Domingo, 18 de abril de 2004 | Hoy
EL BAúL DE MANUEL
Por Manuel Fernández López
Nuestra
manera
El 35º aniversario de A mi manera, la popular canción de Frank Sinatra,
festejado esta semana por el cholulaje vernáculo, sugiere indagar cuál
es “nuestra manera” en cuanto al sistema económico en que
vivimos. Sirva como caso el reciente feriado de Semana Santa, que este año
se combinó con el aniversario de Malvinas, e hizo que dos días
laborales (martes y miércoles) quedasen como el jamón del sandwich
entre un fin de semana largo (3 días) y Semana Santa (4 días).

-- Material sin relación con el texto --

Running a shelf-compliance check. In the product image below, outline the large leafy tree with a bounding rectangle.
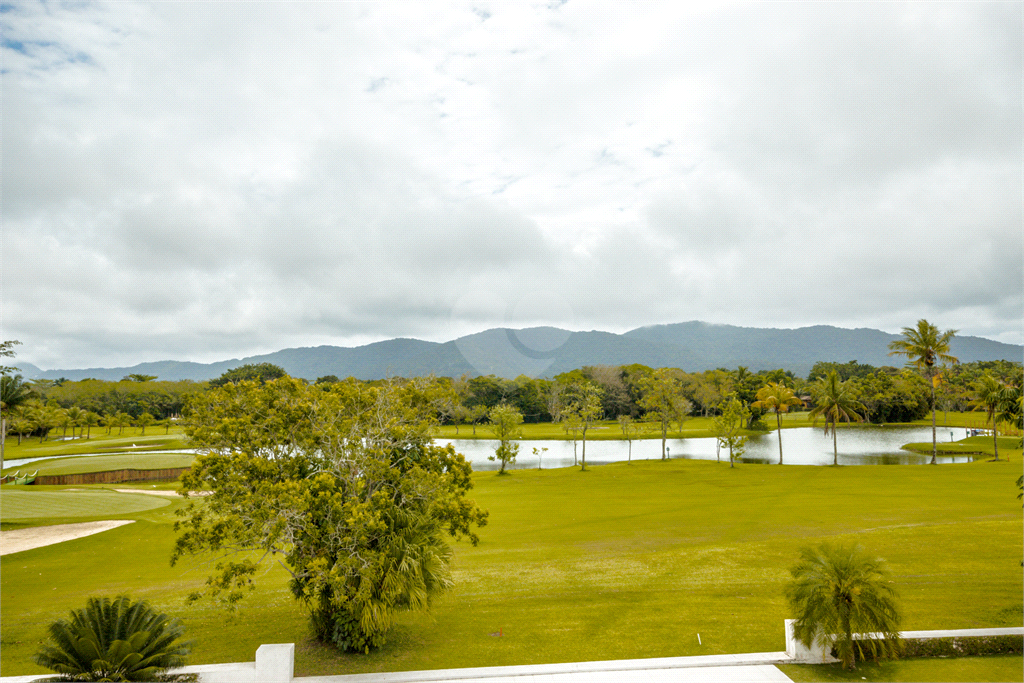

No pocos propusieron hacer no laborable al jamón y tener 9 días
corridos de vacaciones, casi unas vacaciones de invierno anticipadas. ¿Por
qué? La razón principal era inducir un gran desplazamiento de
gente con plata en el bolsillo para gastar en centros turísticos. No
se llegó a tanto, pero todos los medios de transporte agotaron sus pasajes
y todos los alojamientos turísticos casi alcanzaron el tope de su capacidad.
Sus ofertas incluían desde piletas y saunas hasta shows y turismo-aventura.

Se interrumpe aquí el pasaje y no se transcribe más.